En un diálogo, una profesora universitaria y prima mía amplió mi entendimiento. María Pía Chirinos me dijo: “Estamos ante el dilema entre Platón y Aristóteles. Platón buscaba el mundo de las ideas, tan perfecto como necesario y determinista. Lo pecaminoso, lo erróneo o lo feo debían desaparecer. Eran expulsados de la República. Solo tenían derecho a existir lo bello y lo bueno. Platón fue idealista, a más no poder. Tremendo e injusto. Radical”. Continuó diciéndome: “Aristóteles, en cambio, introdujo la razón práctica. Aprendemos del error, nos corregimos, lo intentamos de nuevo y mejoramos o retrocedemos un poco… pero la recta razón cuenta con la corrección”. Finalmente, completó: “el transhumanismo y los robots humanoides son una utopía tremenda y nos están deshumanizando porque no admiten el error. El error es tremendamente humano: de lo más humano que hay”.
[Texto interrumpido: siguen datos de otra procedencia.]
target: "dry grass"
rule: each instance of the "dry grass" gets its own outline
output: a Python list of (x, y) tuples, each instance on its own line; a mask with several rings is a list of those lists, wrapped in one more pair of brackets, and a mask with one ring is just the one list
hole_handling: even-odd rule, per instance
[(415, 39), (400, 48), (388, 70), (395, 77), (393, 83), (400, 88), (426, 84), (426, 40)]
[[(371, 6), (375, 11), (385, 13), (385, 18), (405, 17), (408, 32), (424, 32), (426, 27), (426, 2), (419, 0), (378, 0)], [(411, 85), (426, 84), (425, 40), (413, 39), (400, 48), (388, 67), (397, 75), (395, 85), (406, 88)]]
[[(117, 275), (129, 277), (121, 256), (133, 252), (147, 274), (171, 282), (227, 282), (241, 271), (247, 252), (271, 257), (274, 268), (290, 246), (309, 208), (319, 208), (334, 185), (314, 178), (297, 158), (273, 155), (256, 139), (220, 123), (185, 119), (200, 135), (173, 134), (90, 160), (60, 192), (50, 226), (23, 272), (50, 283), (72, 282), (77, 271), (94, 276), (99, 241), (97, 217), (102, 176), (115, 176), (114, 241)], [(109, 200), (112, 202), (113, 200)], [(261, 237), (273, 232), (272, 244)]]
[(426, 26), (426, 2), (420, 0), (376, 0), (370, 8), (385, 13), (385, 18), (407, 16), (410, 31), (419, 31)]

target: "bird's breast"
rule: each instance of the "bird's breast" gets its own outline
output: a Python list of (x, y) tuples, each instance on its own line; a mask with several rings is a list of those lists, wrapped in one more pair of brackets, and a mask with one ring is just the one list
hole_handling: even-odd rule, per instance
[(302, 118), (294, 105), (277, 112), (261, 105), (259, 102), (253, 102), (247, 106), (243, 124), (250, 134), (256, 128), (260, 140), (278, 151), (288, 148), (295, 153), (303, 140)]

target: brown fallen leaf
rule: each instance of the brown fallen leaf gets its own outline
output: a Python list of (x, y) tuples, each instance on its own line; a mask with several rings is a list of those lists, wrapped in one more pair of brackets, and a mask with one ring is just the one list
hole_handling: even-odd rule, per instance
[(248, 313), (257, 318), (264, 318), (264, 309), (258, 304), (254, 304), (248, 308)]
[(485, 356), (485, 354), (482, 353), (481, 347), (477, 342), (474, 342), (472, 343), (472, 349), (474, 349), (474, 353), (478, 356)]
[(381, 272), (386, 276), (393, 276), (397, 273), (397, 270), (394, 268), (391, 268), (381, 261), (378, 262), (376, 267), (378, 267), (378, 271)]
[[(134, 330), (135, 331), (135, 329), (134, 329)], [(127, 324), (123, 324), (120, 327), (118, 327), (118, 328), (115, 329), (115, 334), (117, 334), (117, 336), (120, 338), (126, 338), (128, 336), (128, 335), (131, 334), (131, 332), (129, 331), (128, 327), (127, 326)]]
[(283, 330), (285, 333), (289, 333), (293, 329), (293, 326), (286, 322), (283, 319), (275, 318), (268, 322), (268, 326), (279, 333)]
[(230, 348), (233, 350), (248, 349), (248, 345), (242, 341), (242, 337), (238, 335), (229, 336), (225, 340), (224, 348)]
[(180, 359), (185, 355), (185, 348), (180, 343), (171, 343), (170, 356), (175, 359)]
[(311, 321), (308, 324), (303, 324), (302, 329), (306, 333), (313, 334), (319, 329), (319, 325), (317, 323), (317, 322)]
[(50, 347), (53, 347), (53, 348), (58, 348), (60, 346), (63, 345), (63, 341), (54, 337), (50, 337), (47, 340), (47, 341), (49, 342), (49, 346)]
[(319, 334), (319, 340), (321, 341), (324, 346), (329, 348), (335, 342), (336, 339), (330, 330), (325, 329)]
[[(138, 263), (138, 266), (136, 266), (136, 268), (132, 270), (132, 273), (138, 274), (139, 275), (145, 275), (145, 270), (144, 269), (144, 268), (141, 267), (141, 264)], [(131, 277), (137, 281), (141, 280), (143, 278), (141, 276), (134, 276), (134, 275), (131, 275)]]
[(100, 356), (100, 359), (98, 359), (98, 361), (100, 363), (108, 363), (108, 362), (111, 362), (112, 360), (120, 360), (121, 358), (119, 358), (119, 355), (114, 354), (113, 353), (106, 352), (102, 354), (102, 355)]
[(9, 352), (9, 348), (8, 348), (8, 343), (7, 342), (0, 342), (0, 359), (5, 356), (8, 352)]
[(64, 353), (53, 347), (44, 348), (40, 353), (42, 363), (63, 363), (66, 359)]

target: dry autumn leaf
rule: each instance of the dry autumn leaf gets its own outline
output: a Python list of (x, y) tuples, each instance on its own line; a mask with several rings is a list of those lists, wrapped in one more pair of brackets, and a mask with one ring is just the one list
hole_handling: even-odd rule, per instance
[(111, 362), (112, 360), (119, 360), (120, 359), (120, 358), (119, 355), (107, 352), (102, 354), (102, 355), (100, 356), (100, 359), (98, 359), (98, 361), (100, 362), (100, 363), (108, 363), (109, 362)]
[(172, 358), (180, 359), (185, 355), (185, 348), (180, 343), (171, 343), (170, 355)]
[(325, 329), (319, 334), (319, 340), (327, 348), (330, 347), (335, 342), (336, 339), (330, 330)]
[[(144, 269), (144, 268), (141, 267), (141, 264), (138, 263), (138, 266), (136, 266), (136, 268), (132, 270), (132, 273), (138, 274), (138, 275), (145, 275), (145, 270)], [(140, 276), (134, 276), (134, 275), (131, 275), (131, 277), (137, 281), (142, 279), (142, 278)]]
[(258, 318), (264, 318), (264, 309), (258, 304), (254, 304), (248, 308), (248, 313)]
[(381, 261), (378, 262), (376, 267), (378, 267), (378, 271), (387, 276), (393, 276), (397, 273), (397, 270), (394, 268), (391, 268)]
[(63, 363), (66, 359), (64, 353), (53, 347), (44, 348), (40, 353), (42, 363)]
Por otro lado, las excepciones —como los errores— también deben ser admitidas. Con ellas confirmamos la regla y aceptamos la realidad. Una respuesta polémica de Trey Gowdy acepta las excepciones: “Nadie tiene derecho a servir en las Fuerzas Armadas (FF.AA.). ¡Nadie! ¿Qué les hace pensar que las FF.AA. son empleadores que ofrecen igualdad de oportunidades? Están muy lejos de eso y por buenas razones. Déjenme citar algunas: las FF.AA. usan los prejuicios en forma constante para negar que los ciudadanos se les unan cuando son demasiado viejos o jóvenes, demasiado gordos o delgados, demasiado altos o bajos. A los ciudadanos se les niega acceso por tener pie plano, falta de dedos, mala vista, fobias (…)” etcétera, etcétera.
Humanamente, admitir los errores y las excepciones nos hacen superar y nos concilian con nosotros mismos.